L’EES est pluraliste et non-confessionnelle. Personne ne peut se l’approprier. Elle n’appartient à aucun groupe et ne suit aucun enseignement en particulier. Elle regroupe, autant que possible, les différents acteurs et différentes approches, cherchant à développer les synergies, soucieuse de renforcer chacun dans ce qu’il est et ce qu’il entreprend.
La réussite scolaire n’est pas une affaire de QI
L’EES considère que tout apprentissage relève d’un processus relationnel où l’émotionnel (voire l’affectif) conditionne largement la performance.
Il en résulte deux éléments déterminants pour l’approche pédagogique :
– le ‘processus d’apprentissage’ implique que l’élève ‘apprenne’ en découvrant progressivement par lui-même, par sa propre expérience, de manière active donc.
– Quant à l’environnement émotionnel, il implique que doivent être réunies un certain nombre de conditions pour que soient levés les inhibiteurs de l’apprentissage et stimulés ses prérequis.
Les prérequis d’un apprentissage réussi comportent, outre les compétences préalablement acquises, d’indispensables éléments de confiance, d’estime de soi, de motivation et de détente.
Les moteurs des apprentissages sont le désir, le plaisir, l’ambition et la détermination, tandis que l’angoisse, le doute, le pessimisme, le stress et les pressions diverses fonctionnent comme autant d’inhibiteurs.

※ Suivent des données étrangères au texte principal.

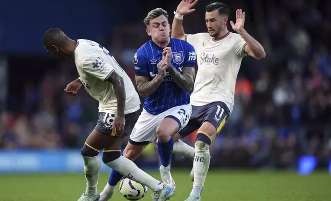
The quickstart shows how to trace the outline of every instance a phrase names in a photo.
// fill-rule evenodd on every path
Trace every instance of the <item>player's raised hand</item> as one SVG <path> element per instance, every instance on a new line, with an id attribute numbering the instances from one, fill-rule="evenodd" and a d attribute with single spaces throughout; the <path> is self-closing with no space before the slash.
<path id="1" fill-rule="evenodd" d="M 172 59 L 172 51 L 171 50 L 171 47 L 166 47 L 163 49 L 163 54 L 166 53 L 166 57 L 164 59 L 164 61 L 167 62 L 168 64 L 168 66 L 170 66 L 171 65 L 171 60 Z"/>
<path id="2" fill-rule="evenodd" d="M 116 136 L 122 136 L 124 132 L 125 118 L 124 116 L 119 116 L 115 118 L 113 123 L 113 133 Z"/>
<path id="3" fill-rule="evenodd" d="M 198 3 L 198 0 L 182 0 L 177 7 L 176 12 L 180 15 L 186 15 L 195 11 L 192 8 Z"/>
<path id="4" fill-rule="evenodd" d="M 163 53 L 162 57 L 163 57 Z M 157 64 L 157 70 L 158 71 L 157 74 L 162 78 L 163 78 L 166 76 L 166 70 L 167 70 L 167 69 L 168 68 L 168 64 L 163 60 L 161 60 L 160 62 Z"/>
<path id="5" fill-rule="evenodd" d="M 64 91 L 67 93 L 67 94 L 70 95 L 75 95 L 77 94 L 77 92 L 82 86 L 82 84 L 79 79 L 72 81 L 67 85 L 67 87 L 64 89 Z"/>
<path id="6" fill-rule="evenodd" d="M 235 24 L 232 21 L 230 22 L 230 24 L 234 31 L 238 32 L 244 29 L 245 17 L 246 13 L 245 12 L 243 12 L 242 9 L 237 9 L 237 11 L 235 12 Z"/>

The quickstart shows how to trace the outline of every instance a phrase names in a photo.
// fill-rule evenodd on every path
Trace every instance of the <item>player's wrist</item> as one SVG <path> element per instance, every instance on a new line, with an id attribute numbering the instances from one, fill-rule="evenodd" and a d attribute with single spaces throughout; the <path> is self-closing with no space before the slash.
<path id="1" fill-rule="evenodd" d="M 179 13 L 177 11 L 174 11 L 174 14 L 175 14 L 175 17 L 178 19 L 182 20 L 184 17 L 184 15 Z"/>
<path id="2" fill-rule="evenodd" d="M 81 85 L 82 85 L 82 84 L 83 84 L 83 83 L 82 83 L 82 81 L 81 80 L 81 77 L 78 77 L 78 78 L 76 79 L 76 82 L 78 82 L 79 84 L 80 84 Z"/>
<path id="3" fill-rule="evenodd" d="M 159 74 L 158 74 L 155 76 L 155 77 L 156 78 L 156 79 L 157 79 L 159 81 L 163 81 L 163 78 L 164 78 L 164 77 L 165 77 L 165 75 L 160 75 Z"/>

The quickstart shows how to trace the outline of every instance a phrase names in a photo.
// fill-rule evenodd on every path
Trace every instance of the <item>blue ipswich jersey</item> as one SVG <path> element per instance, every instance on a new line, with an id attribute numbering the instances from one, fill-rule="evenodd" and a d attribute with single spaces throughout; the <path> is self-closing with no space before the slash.
<path id="1" fill-rule="evenodd" d="M 182 73 L 183 67 L 194 67 L 196 54 L 193 46 L 177 38 L 170 38 L 168 46 L 172 51 L 172 65 L 178 72 Z M 162 60 L 163 49 L 152 41 L 138 49 L 134 58 L 135 74 L 152 80 L 158 73 L 157 64 Z M 167 70 L 159 88 L 145 98 L 143 108 L 150 114 L 157 115 L 189 103 L 190 94 L 175 83 Z"/>

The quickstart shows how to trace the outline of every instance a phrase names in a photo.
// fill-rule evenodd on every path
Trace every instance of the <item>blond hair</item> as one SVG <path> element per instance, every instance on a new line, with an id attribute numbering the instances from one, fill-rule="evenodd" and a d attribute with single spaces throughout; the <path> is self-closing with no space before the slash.
<path id="1" fill-rule="evenodd" d="M 166 10 L 162 9 L 161 8 L 157 8 L 155 9 L 153 9 L 150 12 L 149 12 L 147 14 L 147 16 L 145 17 L 144 19 L 144 23 L 145 25 L 148 26 L 150 25 L 150 22 L 153 19 L 156 18 L 156 17 L 159 17 L 161 15 L 164 15 L 167 17 L 168 20 L 168 12 Z"/>

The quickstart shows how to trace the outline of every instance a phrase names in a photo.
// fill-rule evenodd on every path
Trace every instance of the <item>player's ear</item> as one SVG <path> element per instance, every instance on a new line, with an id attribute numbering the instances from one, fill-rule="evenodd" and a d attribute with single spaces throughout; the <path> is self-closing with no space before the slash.
<path id="1" fill-rule="evenodd" d="M 146 29 L 146 32 L 150 36 L 152 35 L 152 34 L 151 33 L 151 30 L 149 29 Z"/>
<path id="2" fill-rule="evenodd" d="M 52 46 L 52 48 L 54 49 L 54 50 L 57 52 L 59 51 L 59 48 L 56 46 L 54 46 L 54 45 Z"/>

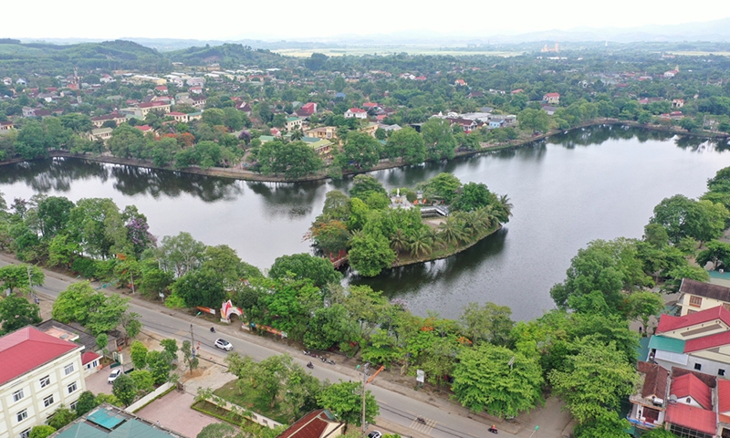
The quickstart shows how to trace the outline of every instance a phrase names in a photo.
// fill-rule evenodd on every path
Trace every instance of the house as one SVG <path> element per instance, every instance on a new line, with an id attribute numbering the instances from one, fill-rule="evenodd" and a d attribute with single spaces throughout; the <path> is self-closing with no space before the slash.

De ceci il résulte que l’environnement émotionnel et relationnel se trouve au centre de toute performance, comme de tout apprentissage, tant dans le domaine scolaire que dans tout autre domaine. Il ne s’agit donc pas d’un luxe ni d’un « plus », mais d’une condition essentielle à toute réussite et au bien-être en général.
Stratégies de l’enseignant formé à l’éducation émotionnelle et sociale
Dans cette perspective, l’enseignant est invité à opérer une série de recadrages de son action pédagogique. Il est désormais davantage ‘facilitateur’ dans un processus d’apprentissage qu’un modèle à suivre ou un fournisseur d’information. Il pose des questions plus que n’offre des réponses, guide la découverte plutôt que n’évalue l’assimilation. Il écoute, soutient, apprécie et encourage bien davantage qu’il n’exige l’attention sur ce qu’il cherche à communiquer.

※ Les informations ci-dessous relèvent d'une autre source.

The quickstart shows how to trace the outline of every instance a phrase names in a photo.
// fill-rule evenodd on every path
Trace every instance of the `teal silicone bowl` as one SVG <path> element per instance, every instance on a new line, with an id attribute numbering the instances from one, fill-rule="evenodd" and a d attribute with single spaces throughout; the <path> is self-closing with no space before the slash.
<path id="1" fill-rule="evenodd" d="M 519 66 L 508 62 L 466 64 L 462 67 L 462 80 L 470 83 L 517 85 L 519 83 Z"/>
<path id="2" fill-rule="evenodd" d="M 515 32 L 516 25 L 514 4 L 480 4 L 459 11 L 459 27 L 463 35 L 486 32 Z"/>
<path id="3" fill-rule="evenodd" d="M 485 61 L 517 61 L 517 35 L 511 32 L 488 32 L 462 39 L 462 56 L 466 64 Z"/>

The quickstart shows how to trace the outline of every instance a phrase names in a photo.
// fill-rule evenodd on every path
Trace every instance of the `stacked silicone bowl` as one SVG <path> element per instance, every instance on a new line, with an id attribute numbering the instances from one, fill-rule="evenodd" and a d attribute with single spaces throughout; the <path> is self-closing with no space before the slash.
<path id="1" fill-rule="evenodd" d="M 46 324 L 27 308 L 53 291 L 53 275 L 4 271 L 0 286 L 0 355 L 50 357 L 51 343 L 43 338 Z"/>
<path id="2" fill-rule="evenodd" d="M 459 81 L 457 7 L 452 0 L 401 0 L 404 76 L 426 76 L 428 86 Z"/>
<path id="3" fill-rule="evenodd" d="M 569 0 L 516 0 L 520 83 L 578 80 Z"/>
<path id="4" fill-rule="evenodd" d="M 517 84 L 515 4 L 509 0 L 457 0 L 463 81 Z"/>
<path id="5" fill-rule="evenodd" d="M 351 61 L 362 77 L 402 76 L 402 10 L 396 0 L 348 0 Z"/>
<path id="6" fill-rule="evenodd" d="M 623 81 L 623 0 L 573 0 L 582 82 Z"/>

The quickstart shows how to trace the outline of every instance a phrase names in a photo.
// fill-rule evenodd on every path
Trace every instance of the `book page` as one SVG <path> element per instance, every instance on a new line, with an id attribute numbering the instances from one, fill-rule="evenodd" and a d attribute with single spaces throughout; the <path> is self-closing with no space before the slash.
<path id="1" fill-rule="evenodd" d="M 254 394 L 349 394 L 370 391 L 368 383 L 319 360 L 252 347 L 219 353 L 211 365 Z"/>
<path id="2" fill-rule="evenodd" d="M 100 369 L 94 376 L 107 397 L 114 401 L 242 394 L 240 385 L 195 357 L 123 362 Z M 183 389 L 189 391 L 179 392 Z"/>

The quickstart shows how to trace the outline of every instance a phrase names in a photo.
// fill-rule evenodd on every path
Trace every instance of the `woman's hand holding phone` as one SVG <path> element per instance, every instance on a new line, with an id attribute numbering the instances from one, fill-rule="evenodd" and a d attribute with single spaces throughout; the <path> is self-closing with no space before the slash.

Jusque-là, bien des enseignants le savent, et parfois l’appliquent spontanément, souvent sans avoir été spécifiquement formé dans ces domaines. Mais au-delà, il reste encore bien des compétences à développer. Il faudra constamment se soucier de placer l’élève dans une situation d’autogestion et d’auto-évaluation. Il faudra reconnaître ses choix et l’aider à clarifier ses intentions, ses objectifs. Il faudra l’aider à identifier ses ressources ainsi que son propre mode, style et rythme d’apprentissage. Il faudra pouvoir identifier les schémas négatifs, les doutes, les peurs, les dénis… et inviter à les recadrer en schémas positifs. Au-delà de la relation enseignant-élève, l’enseignant doit apprendre à utiliser au maximum la dynamique du groupe comme base des apprentissages. Il doit veiller à une bonne intégration de l’élève dans le groupe, susciter des travaux en équipe, des apprentissages entre pairs et faciliter lamise en commun des ressources. Il gèrera la dynamique de manière à obtenir un environnement positif et stimulant, dans lequel chacun se sent entendu et reconnu. Il doit pouvoir reconnaître, accueillir et gérer les émotions, démontrant une maîtrise personnelle, une acceptation et une capacité à refléter, renvoyant chacun à son propre vécu, à ses propres apprentissages, tout en invitant chacun à prendre ses responsabilités et à solutionner les éventuels conflits. Il doit pouvoir guider la recherche de solutions aux immanquables défis (relationnels ou autres). Il doit pouvoir faire de la médiation et, le cas échéant, enseigner la médiation. Il doit pouvoir appliquer une discipline positive, dans un esprit de soutien et de reconnaissance de la valeur individuelle de chacun. Il doit enfin pouvoir gérer son propre stress et ses propres émotions de manière à offrir la démonstration de ce qu’il est censé enseigner.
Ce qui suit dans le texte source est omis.